Goal: Geometric OptimizAtion Libraries

(G)eometric (O)ptimiz(A)tion (L)ibraries

A JAX framework for statistical modeling grounded in information geometry and exponential families.

Overview

Goal provides machine learning algorithms that operate on statistical manifolds — spaces where every point is a probability distribution. By embedding the mathematics of information geometry directly into its type system, Goal ensures that operations respect geometric constraints and enables efficient, composable algorithms for inference, learning, and model evaluation.

Mathematical Foundation

An exponential family is a collection of distributions with densities of the form

\[p(x; \theta) = \mu(x)\exp(\theta \cdot \mathbf{s}(x) - \psi(\theta))\]

where \(\theta\) are the natural parameters, \(\mathbf{s}(x)\) the sufficient statistic, \(\mu(x)\) the base measure, and \(\psi(\theta)\) the log-partition function.

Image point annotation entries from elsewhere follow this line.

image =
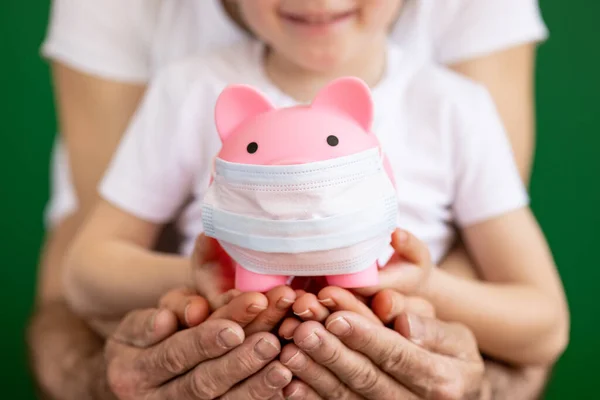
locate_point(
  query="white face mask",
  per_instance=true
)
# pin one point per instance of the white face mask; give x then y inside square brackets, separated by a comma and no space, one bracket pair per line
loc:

These families carry a dually flat Riemannian structure: the natural parameters \(\theta\) and mean parameters \(\eta = \nabla\psi(\theta)\) form dual coordinate systems connected by Legendre duality.

Library Structure

The library is organized in two packages: geometry (abstract mathematical machinery) and models (concrete statistical distributions).

Geometry

The geometry package provides two layers:

  • Manifold Subpackage — Geometric primitives: manifolds, matrix representations, embeddings, and linear maps. A manifold is a stateless object that pairs a dimension with operations on flat JAX arrays.

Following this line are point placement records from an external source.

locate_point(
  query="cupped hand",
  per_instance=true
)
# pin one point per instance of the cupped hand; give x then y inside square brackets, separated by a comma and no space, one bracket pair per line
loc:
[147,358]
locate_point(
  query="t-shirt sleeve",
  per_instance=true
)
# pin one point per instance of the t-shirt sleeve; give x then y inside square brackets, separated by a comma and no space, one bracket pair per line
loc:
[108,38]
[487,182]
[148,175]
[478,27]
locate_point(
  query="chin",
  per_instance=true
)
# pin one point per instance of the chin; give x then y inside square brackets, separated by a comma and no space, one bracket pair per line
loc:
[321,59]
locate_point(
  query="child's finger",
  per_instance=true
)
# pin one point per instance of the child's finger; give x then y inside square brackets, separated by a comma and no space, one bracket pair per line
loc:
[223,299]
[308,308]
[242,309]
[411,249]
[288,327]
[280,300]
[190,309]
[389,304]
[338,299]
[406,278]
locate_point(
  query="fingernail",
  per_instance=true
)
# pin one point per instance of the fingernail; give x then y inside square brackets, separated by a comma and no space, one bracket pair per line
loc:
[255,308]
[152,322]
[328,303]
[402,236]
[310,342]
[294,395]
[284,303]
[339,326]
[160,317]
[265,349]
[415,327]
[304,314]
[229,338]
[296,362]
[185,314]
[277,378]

  • Exponential Family Subpackage — Statistical manifolds with increasing capabilities:

    • ExponentialFamily — sufficient statistics and base measure

    • Generative — additionally supports sampling

    • Differentiable — analytic log-partition function, enabling gradient-based optimization

    • Analytic — analytic negative entropy, enabling closed-form algorithms (e.g. EM)

    Composed models (harmoniums, graphical models) recapitulate this hierarchy, mixing their own structure with these capability levels.

Models

The models package builds concrete distributions on this foundation:

  • Base Distributions Subpackage — Fundamental exponential family distributions:

    Distribution

    Sufficient Statistic

    Base Measure

    Bernoulli

    \(x \in \{0,1\}\)

    \(0\)

    Categorical

    One-hot encoding for \(k > 0\)

    \(0\)

    Binomial

    Count \(x\)

    \(\log \binom{n}{x}\)

    Poisson

    Count \(k\)

    \(-\log(k!)\)

    CoM-Poisson

    \((k, \log(k!))\)

    \(0\)

    von Mises

    \((\cos(\theta), \sin(\theta))\)

    \(-\log(2\pi)\)

    Normal

    \((x, x \otimes x)\)

    \(-\frac{d}{2}\log(2\pi)\)

    Boltzmann

    \(x \otimes x\)

    \(0\)

  • Harmonium Models Subpackage — Conjugate latent-variable models (harmoniums): mixtures, linear Gaussian models, and Poisson mixtures.

  • Graphical Models Subpackage — Multi-level hierarchical models composing harmoniums, e.g. mixture of factor analyzers.